It was hard, even yesterday, to concoct a constitutional defense of traditional marriage in a world where these standard justifications (about procreation and child-rearing) had been rejected as unrelated to a ban on same-sex marriage. At most, I think, one might have said yesterday that the DOMA challenges involved federal refusal to recognize actual same-sex marriages while granting full recognition to opposite-sex marriages. But, one might have argued, a federal court decision holding that DOMA was unconstitutional did not necessarily mean states would be constitutionally required to recognize SSMs. That distinction might have been justified yesterday by saying, for example, that a state’s interests in responsible procreation and traditional child-rearing were stronger (more rational, more legitimate) than the federal government’s identical justifications for DOMA Section 3. Once a state had given up on opposite-sex-only marriage, the justifications based on procreation and child-rearing to deny same-sex couples recognition at the federal level had been drained of any real significance.

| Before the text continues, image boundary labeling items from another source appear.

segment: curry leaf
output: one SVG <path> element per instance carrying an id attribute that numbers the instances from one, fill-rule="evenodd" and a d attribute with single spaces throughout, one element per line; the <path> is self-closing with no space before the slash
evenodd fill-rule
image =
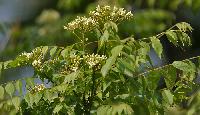
<path id="1" fill-rule="evenodd" d="M 163 47 L 162 47 L 162 44 L 160 43 L 160 40 L 156 37 L 151 37 L 151 43 L 152 43 L 152 47 L 154 48 L 155 52 L 161 58 L 161 54 L 163 52 Z"/>

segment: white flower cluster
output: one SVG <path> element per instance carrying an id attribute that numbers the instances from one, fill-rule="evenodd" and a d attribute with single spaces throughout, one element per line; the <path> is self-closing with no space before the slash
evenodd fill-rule
<path id="1" fill-rule="evenodd" d="M 127 12 L 124 8 L 117 8 L 115 6 L 113 8 L 110 6 L 97 6 L 96 11 L 91 11 L 89 15 L 99 23 L 105 23 L 107 21 L 119 23 L 133 17 L 131 11 Z"/>
<path id="2" fill-rule="evenodd" d="M 76 72 L 80 66 L 82 58 L 80 58 L 80 56 L 78 55 L 72 55 L 70 56 L 70 70 L 73 72 Z"/>
<path id="3" fill-rule="evenodd" d="M 89 54 L 85 55 L 84 57 L 85 62 L 89 65 L 89 68 L 93 68 L 94 66 L 100 64 L 103 60 L 107 59 L 105 55 L 98 55 L 98 54 Z"/>
<path id="4" fill-rule="evenodd" d="M 33 62 L 32 62 L 32 66 L 33 67 L 37 67 L 37 66 L 40 66 L 41 65 L 41 61 L 40 60 L 34 60 Z"/>
<path id="5" fill-rule="evenodd" d="M 30 92 L 33 94 L 33 93 L 36 93 L 36 92 L 40 92 L 42 90 L 44 90 L 46 87 L 44 84 L 40 84 L 40 85 L 35 85 L 34 88 L 32 88 L 30 90 Z"/>
<path id="6" fill-rule="evenodd" d="M 115 23 L 119 23 L 123 20 L 128 20 L 133 17 L 133 14 L 124 10 L 124 8 L 117 8 L 110 6 L 97 6 L 95 11 L 91 11 L 89 13 L 90 17 L 80 17 L 78 16 L 74 21 L 64 26 L 64 29 L 68 29 L 70 31 L 74 30 L 83 30 L 91 31 L 92 29 L 100 26 L 100 24 L 104 24 L 107 21 L 113 21 Z"/>
<path id="7" fill-rule="evenodd" d="M 31 53 L 26 53 L 26 52 L 24 52 L 24 53 L 22 53 L 21 55 L 19 55 L 19 56 L 25 56 L 28 60 L 33 56 L 33 53 L 31 52 Z"/>
<path id="8" fill-rule="evenodd" d="M 70 64 L 69 65 L 65 64 L 61 69 L 60 73 L 70 74 L 72 72 L 76 72 L 83 63 L 88 65 L 90 69 L 95 67 L 94 69 L 98 70 L 101 67 L 101 62 L 104 61 L 105 59 L 107 59 L 105 55 L 98 55 L 98 54 L 83 55 L 83 58 L 81 58 L 78 55 L 71 55 Z"/>
<path id="9" fill-rule="evenodd" d="M 91 31 L 97 25 L 98 22 L 96 22 L 91 17 L 86 18 L 85 16 L 83 17 L 77 16 L 77 18 L 74 21 L 68 23 L 67 26 L 64 26 L 64 29 L 68 29 L 70 31 L 74 30 Z"/>

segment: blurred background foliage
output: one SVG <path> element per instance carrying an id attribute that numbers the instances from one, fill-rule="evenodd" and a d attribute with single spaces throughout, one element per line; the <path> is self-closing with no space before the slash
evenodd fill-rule
<path id="1" fill-rule="evenodd" d="M 183 50 L 162 39 L 165 60 L 171 63 L 173 60 L 200 55 L 197 52 L 200 49 L 200 0 L 0 0 L 0 61 L 13 59 L 21 52 L 30 52 L 41 45 L 66 47 L 76 42 L 73 34 L 64 30 L 63 26 L 77 15 L 88 13 L 98 4 L 116 5 L 133 12 L 133 20 L 119 27 L 121 38 L 130 35 L 136 39 L 149 37 L 177 22 L 188 22 L 194 28 L 193 46 Z M 18 72 L 12 71 L 12 75 L 7 72 L 10 73 L 7 76 Z M 27 72 L 33 73 L 33 70 Z M 199 102 L 200 93 L 197 93 L 189 104 L 191 114 L 200 110 Z M 172 107 L 169 113 L 178 115 L 185 110 L 176 111 L 177 107 Z"/>
<path id="2" fill-rule="evenodd" d="M 6 0 L 1 1 L 0 7 L 7 3 Z M 19 1 L 21 2 L 15 4 L 30 5 L 23 0 Z M 1 34 L 3 37 L 7 37 L 4 42 L 0 39 L 1 61 L 12 59 L 20 52 L 29 52 L 40 45 L 66 46 L 75 42 L 73 35 L 64 30 L 63 26 L 75 16 L 94 9 L 98 4 L 116 5 L 134 13 L 133 20 L 121 24 L 119 27 L 122 38 L 130 35 L 134 35 L 137 39 L 148 37 L 158 34 L 176 22 L 186 21 L 194 28 L 193 41 L 195 42 L 193 47 L 199 48 L 198 43 L 200 41 L 197 39 L 200 26 L 197 21 L 200 19 L 199 0 L 57 0 L 50 2 L 32 0 L 31 4 L 33 3 L 35 5 L 26 7 L 34 8 L 19 7 L 21 10 L 18 9 L 22 14 L 23 12 L 30 12 L 31 16 L 22 15 L 21 19 L 12 19 L 11 22 L 1 20 Z M 5 15 L 7 12 L 2 13 Z M 178 58 L 173 56 L 173 52 L 167 55 L 169 55 L 169 58 Z"/>

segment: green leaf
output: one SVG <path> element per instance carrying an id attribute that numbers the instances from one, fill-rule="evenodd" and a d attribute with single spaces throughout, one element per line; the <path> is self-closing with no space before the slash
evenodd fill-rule
<path id="1" fill-rule="evenodd" d="M 134 111 L 126 103 L 102 105 L 97 109 L 97 115 L 133 115 Z"/>
<path id="2" fill-rule="evenodd" d="M 78 77 L 80 71 L 73 72 L 71 74 L 65 75 L 64 83 L 72 83 L 74 85 L 74 80 Z"/>
<path id="3" fill-rule="evenodd" d="M 0 62 L 0 79 L 1 79 L 1 74 L 2 74 L 2 70 L 3 69 L 3 62 Z"/>
<path id="4" fill-rule="evenodd" d="M 151 43 L 152 43 L 152 47 L 154 48 L 155 52 L 161 58 L 161 54 L 163 52 L 163 47 L 162 47 L 162 44 L 160 43 L 160 40 L 154 36 L 154 37 L 151 37 Z"/>
<path id="5" fill-rule="evenodd" d="M 98 109 L 97 109 L 97 115 L 108 115 L 107 111 L 110 108 L 111 107 L 109 105 L 102 105 L 102 106 L 98 107 Z"/>
<path id="6" fill-rule="evenodd" d="M 163 103 L 164 104 L 173 104 L 173 97 L 174 95 L 170 92 L 170 90 L 163 90 L 162 91 L 162 96 L 163 96 Z"/>
<path id="7" fill-rule="evenodd" d="M 101 49 L 101 47 L 104 45 L 104 43 L 108 41 L 108 38 L 109 38 L 109 32 L 108 32 L 108 30 L 105 30 L 103 35 L 100 38 L 100 44 L 99 44 L 98 49 Z"/>
<path id="8" fill-rule="evenodd" d="M 43 46 L 42 47 L 42 54 L 45 55 L 48 51 L 49 47 L 48 46 Z"/>
<path id="9" fill-rule="evenodd" d="M 148 88 L 150 90 L 156 90 L 156 88 L 158 87 L 158 82 L 160 80 L 161 74 L 159 71 L 152 71 L 148 74 L 147 77 L 145 77 L 145 79 L 147 80 L 147 84 L 148 84 Z"/>
<path id="10" fill-rule="evenodd" d="M 40 99 L 42 98 L 42 94 L 40 92 L 35 93 L 32 95 L 32 98 L 34 98 L 34 103 L 37 105 Z"/>
<path id="11" fill-rule="evenodd" d="M 29 86 L 31 88 L 35 86 L 34 78 L 30 77 L 30 78 L 26 78 L 25 80 L 26 80 L 26 86 Z"/>
<path id="12" fill-rule="evenodd" d="M 24 99 L 25 99 L 25 101 L 28 103 L 28 105 L 29 105 L 30 107 L 32 107 L 32 105 L 33 105 L 33 103 L 34 103 L 34 98 L 33 98 L 32 94 L 28 92 L 28 93 L 24 96 Z"/>
<path id="13" fill-rule="evenodd" d="M 5 86 L 5 90 L 12 97 L 12 94 L 15 92 L 15 87 L 12 83 L 8 83 Z"/>
<path id="14" fill-rule="evenodd" d="M 112 56 L 109 57 L 106 60 L 106 64 L 103 65 L 103 67 L 101 68 L 101 73 L 102 75 L 105 77 L 107 75 L 107 73 L 109 72 L 109 70 L 111 69 L 112 65 L 115 63 L 117 56 L 119 55 L 119 53 L 121 52 L 121 50 L 123 49 L 123 45 L 119 45 L 114 47 L 111 50 Z"/>
<path id="15" fill-rule="evenodd" d="M 19 106 L 20 106 L 20 103 L 21 103 L 20 97 L 12 98 L 12 103 L 15 106 L 16 110 L 19 110 Z"/>
<path id="16" fill-rule="evenodd" d="M 59 104 L 56 105 L 56 107 L 53 110 L 53 113 L 58 113 L 63 108 L 63 105 Z"/>
<path id="17" fill-rule="evenodd" d="M 182 71 L 185 71 L 185 72 L 195 72 L 196 70 L 196 67 L 195 65 L 192 65 L 191 63 L 186 63 L 186 62 L 182 62 L 182 61 L 174 61 L 172 63 L 172 65 L 177 68 L 177 69 L 180 69 Z"/>
<path id="18" fill-rule="evenodd" d="M 17 91 L 19 91 L 19 94 L 22 95 L 22 81 L 21 80 L 17 80 L 17 82 L 15 83 L 15 87 Z"/>
<path id="19" fill-rule="evenodd" d="M 57 46 L 54 46 L 51 50 L 50 50 L 50 56 L 53 57 L 54 54 L 56 53 L 57 50 Z"/>
<path id="20" fill-rule="evenodd" d="M 0 100 L 4 98 L 4 88 L 0 86 Z"/>
<path id="21" fill-rule="evenodd" d="M 46 91 L 44 92 L 44 97 L 43 97 L 43 99 L 44 99 L 45 101 L 46 101 L 46 100 L 49 100 L 49 102 L 52 102 L 53 99 L 55 99 L 55 98 L 57 98 L 57 97 L 58 97 L 57 94 L 53 93 L 52 91 L 46 90 Z"/>
<path id="22" fill-rule="evenodd" d="M 172 89 L 175 85 L 177 79 L 177 73 L 175 67 L 168 67 L 162 72 L 164 75 L 164 80 L 168 89 Z"/>
<path id="23" fill-rule="evenodd" d="M 178 38 L 175 32 L 169 30 L 165 34 L 170 42 L 172 42 L 175 46 L 178 45 Z"/>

The DOJ’s new position withers even that thin reed. The AG’s letter makes several key points clear. First, limiting marriage to one man and one woman discriminates on the basis of sexual orientation, a conclusion many courts have resisted by offering that gay people are still free to marry opposite-sex partners. Second, the DOJ now believes that all discrimination on the basis of sexual orientation should be subject to some heightened scrutiny (specifically, intermediate scrutiny), not simply rational basis review. That’s because, according to the DOJ, there has been a history of discrimination against gays, because sexual orientation is immutable (citing Judge Posner’s Sex and Reason) and should not have to be hidden (citing the recent repeal of DADT), because gays lack political power (witnessed by the laws attacked in Romer v. Evans and Lawrence v. Texas), and because we have now recognized through changes like the repeal of DADT, changes in public attitudes, and judicial decisions like Romer and Lawrence that homosexuality does not affect one’s ability to contribute to society. Finally, argues the DOJ, excluding gay couples from marriage cannot surive intermediate scrutiny.
The Obama administration has now formally put the weight and authority of the Executive Branch behind the proposition that government discrimination against gays and lesbians is unconstitutional under the equal protection principles of the Fifth and Fourteenth Amendments. Since marriage between two people of the same sex, whether unrecognized by the federal government under DOMA or barred by the states under their own marriage laws, discriminates against gays and lesbians and cannot survive heightened scrutiny, it follows that the laws of 45 states barring gay marriage are unconstitutional. While the DOJ won’t formally be attacking state marriage laws in federal courts, its views do carry some persuasive heft.
It’s possible, I suppose, for the president to continue to thread the ever-narrowing thin needle between declaring that something unconstitutional might also be good policy. He may not yet be ready to say on national television that he favors gay marriage. But in light of the DOJ’s fully elaborated constitutional analysis, he has said with deeds what he has not quite yet said with words.